Giblet was working as a communications manager in financial services at the time, in between her travels and classical singing tours, but handed in her resignation in March 2014. She had been planning to leave sooner, but a health scare – losing her hearing in one of her ears – stopped her. “I ripped up my resignation letter and thought, “Oh no, I can’t leave”. After my hearing came back, I then resigned and thought, “I am going to have to get it going as quickly as possible so Riut can look after me if I have any more problems”. I was so excited about my idea that I forgot to be scared about it really.

“Actually, it was working in financial services that inspired my Riut mantra,” she adds. “The financial regulator told banks to put customers at the centre of their business models from now on. My version of that [was] to revolve all my thinking around my users. All companies only exist because of their customers.”

Key to that has been sourcing extensive user engagement and feedback. Giblin launched a crowdfunding campaign in November 2014 and raised £63,000 from 1,060 investors.



Sarah Giblin models the RiutBag (left) alongside a traditional backpack design (right). Photograph: Riut

It was a conscious decision to raise funds from the public, rather than apply to banks or angel investors. “It was terrifying but I wanted to be independent,” she says. “I didn’t want to get a loan and be £60,000 in debt with no customers on the first viable day of my business. The same would have happened with investors: if I successfully collected the funding from them, I would have been under pressure to make the RiutBag even if customers didn’t really want it.”
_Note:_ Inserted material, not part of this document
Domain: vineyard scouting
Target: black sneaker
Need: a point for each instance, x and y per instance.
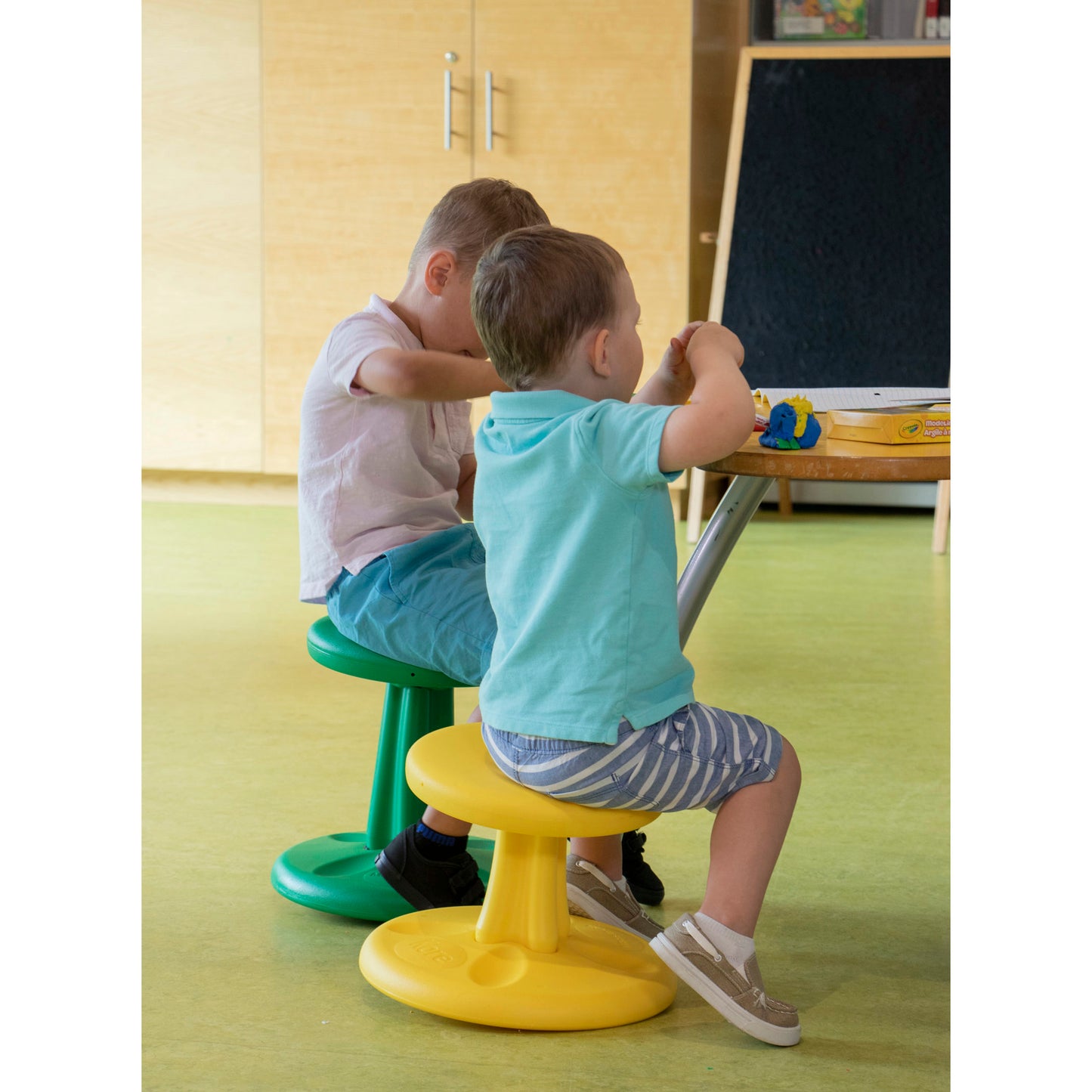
(427, 883)
(642, 880)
The first RiutBags arrived in February 2015 (“I actually hugged the boxes at Heathrow”) and after sending them to her Kickstarter backers, she asked for detailed feedback. There were changes to make, she admits, particularly concerning the size. “It was a lot larger than anyone thought it would be, and that wasn’t necessarily what people wanted for everyday life. So I made a slimmer and more compact version.”

She also changed some of the material and added inner straps to keep laptops in place. The new improved design was launched with a second Kickstarter campaign, at the end of September 2015, raising £158,000 from 1,500 backers. “I put them up with much more realistic pricing that actually covered costs,” Giblin says. “My first Kickstarter was not profitable. I had priced it all wrong.”

Last month, online orders tipped over 10,000 and sales in this year were just over £1m. The feedback has been “phenomenal”, she says, and there have been accolades from Barclays Entrepreneur Awards and the platinum gong at the A’Design Awards. Giblin is enjoying her life as an entrepreneur and doesn’t regret her move from singing. “I met my best friends in the world through singing but, oddly, I don’t miss it. Riut is all-consuming [and] it uses the creativity, courage, attention to detail and discipline that I learned and thrived on whilst singing. These days, if I sing at all it’s for psychedelic bands in basements in Berlin.”

Given the bag’s success, friends have warned her that it will probably be copied, but she admits she’ll be happy if that happens. “I built this company to turn the world’s urban backpacks around the right way. I am not going to do this alone. Just as there are thousands of backpack designs with zips on the outside; I just initiated the market for backpacks with zips at the back. But one company is not a market.”

Giblin hopes her story will inspire other ordinary people to solve problems with everyday products, adding: “I really think individuals – non-experts like me – are best placed to do this. If we lived in a world where users really tried to fix the problems around them, it would be a very different world.”